By the time the ’62 GS had hit the market, the suspension was being outsourced to fellow Italian post-WWII success story, Arturo Ceriani. His company’s telescopic front forks with exposed springs drop through a set of solid triple clamps for increased stiffness, no pressed steel here! At the rear end, the twin shock rear was renowned for giving the rider a very planted feel. As always, Parilla fitted big brakes to the little 114kg bike, with a large front drum featuring ducted cooling and a smaller drum-equipped hub on the rear. Wheels were 18in alloys at each end and the bike retains its vintage rubber.

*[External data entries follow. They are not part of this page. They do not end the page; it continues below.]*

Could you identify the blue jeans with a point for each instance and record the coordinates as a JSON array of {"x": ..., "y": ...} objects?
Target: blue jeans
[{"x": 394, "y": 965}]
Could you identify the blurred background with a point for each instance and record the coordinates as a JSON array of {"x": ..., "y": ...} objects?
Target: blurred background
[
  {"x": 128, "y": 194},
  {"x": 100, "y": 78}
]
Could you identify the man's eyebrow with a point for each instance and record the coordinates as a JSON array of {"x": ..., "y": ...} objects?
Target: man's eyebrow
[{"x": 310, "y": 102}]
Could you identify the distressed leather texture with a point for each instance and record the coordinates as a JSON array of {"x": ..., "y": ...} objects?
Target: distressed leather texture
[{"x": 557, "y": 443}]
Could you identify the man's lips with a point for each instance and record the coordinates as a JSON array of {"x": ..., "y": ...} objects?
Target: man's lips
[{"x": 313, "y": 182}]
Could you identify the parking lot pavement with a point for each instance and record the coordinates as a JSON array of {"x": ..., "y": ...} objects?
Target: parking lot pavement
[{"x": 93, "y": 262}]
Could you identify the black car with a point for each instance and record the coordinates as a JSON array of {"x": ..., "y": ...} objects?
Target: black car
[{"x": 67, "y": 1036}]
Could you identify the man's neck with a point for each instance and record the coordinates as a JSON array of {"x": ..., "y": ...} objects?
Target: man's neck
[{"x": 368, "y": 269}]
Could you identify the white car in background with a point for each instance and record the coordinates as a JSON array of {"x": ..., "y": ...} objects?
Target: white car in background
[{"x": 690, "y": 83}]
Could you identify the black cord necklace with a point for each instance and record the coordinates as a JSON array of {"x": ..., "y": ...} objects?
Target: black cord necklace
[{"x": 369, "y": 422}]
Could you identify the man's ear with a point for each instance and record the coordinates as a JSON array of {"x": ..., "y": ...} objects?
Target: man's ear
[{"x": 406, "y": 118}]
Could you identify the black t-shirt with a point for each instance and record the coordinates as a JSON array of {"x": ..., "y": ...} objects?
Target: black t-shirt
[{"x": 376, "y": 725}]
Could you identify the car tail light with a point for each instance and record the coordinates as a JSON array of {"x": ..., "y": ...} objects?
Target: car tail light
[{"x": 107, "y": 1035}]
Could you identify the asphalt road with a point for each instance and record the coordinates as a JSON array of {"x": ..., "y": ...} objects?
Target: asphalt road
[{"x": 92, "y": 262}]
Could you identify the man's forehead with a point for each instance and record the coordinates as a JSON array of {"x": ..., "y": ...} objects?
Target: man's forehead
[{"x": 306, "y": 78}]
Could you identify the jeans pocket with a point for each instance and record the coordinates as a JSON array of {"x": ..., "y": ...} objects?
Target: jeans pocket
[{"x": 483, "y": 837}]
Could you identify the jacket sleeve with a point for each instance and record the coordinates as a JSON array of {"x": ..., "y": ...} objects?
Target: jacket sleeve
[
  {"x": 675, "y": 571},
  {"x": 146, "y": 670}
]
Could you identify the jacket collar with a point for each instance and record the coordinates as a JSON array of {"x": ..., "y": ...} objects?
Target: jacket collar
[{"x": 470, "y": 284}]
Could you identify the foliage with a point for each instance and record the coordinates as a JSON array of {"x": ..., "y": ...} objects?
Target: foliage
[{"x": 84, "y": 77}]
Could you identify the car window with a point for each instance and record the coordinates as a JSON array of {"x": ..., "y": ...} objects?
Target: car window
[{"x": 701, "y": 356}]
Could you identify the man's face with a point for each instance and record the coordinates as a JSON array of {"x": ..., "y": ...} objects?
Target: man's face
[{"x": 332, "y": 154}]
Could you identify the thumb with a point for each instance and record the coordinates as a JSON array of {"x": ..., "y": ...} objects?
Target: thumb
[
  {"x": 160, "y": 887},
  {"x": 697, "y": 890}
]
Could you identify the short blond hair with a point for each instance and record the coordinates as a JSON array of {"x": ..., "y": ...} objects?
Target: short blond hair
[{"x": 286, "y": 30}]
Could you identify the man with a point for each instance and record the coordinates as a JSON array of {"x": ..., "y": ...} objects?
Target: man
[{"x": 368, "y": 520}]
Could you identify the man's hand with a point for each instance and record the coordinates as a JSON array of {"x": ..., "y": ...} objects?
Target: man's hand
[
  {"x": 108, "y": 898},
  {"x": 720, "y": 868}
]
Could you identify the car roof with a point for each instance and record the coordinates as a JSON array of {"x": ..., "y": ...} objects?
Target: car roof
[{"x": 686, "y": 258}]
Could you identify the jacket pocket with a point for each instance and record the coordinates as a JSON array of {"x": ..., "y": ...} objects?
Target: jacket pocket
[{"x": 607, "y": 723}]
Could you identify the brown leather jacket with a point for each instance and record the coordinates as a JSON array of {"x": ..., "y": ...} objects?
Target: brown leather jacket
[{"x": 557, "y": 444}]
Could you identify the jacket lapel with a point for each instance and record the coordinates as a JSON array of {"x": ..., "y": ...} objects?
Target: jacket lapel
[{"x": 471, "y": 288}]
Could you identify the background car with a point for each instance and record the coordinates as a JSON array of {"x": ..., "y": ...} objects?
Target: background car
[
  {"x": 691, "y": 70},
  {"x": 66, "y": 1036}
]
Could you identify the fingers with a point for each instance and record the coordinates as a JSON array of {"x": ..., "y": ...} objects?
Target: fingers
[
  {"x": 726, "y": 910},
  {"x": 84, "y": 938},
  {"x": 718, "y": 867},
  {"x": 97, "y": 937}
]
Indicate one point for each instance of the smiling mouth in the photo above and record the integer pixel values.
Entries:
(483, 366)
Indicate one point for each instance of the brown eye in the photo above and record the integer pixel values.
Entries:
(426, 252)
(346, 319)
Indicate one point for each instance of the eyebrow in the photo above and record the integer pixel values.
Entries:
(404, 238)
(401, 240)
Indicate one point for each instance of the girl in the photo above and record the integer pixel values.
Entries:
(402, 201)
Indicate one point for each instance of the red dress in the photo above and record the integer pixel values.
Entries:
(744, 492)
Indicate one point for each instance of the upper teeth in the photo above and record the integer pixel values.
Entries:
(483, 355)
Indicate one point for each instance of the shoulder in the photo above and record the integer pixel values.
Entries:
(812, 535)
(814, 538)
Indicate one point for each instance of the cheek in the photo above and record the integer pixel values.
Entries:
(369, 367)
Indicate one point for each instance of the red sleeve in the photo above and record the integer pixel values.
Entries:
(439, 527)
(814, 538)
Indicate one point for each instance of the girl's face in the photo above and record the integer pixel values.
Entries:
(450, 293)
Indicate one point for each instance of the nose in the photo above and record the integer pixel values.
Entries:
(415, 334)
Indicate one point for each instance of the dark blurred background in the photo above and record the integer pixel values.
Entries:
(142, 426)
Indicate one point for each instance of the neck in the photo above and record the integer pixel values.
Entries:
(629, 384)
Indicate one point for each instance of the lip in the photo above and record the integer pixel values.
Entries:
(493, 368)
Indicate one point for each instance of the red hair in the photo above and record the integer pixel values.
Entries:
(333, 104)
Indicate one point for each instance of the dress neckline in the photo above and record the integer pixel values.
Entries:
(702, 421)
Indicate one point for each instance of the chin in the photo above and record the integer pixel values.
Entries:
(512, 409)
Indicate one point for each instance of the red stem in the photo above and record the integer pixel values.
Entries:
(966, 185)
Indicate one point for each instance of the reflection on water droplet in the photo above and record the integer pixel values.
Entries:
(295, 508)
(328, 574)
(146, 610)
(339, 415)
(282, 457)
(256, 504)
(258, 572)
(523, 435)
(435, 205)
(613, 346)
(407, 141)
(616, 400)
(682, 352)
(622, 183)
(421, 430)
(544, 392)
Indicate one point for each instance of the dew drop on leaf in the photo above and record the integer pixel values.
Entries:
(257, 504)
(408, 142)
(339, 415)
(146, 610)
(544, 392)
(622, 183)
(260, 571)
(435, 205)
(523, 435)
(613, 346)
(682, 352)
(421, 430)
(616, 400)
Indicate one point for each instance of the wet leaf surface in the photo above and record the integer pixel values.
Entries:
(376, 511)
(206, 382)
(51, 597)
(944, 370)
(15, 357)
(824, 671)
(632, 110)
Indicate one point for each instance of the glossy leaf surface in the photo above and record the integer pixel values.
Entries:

The bodywork is simply beautiful, the front fairing that had been drawn up in the ’50s carrying over and still looking just as incredible to this day. But if the big race fairing was beautiful, it was the Parilla gas tank that enabled you to recognise it amongst the pack of other machines, the signature shape having been restored but the top paintwork left in its original state, graphics, logos, running-in instructions and all.
The seat too remains original and tells a tale, with clearly many a rider using all of its surface area to shift their weight through the corners. It is simply a beautiful piece of motorcycle history and there are still many lessons to be learned from the now defunct post-war startup.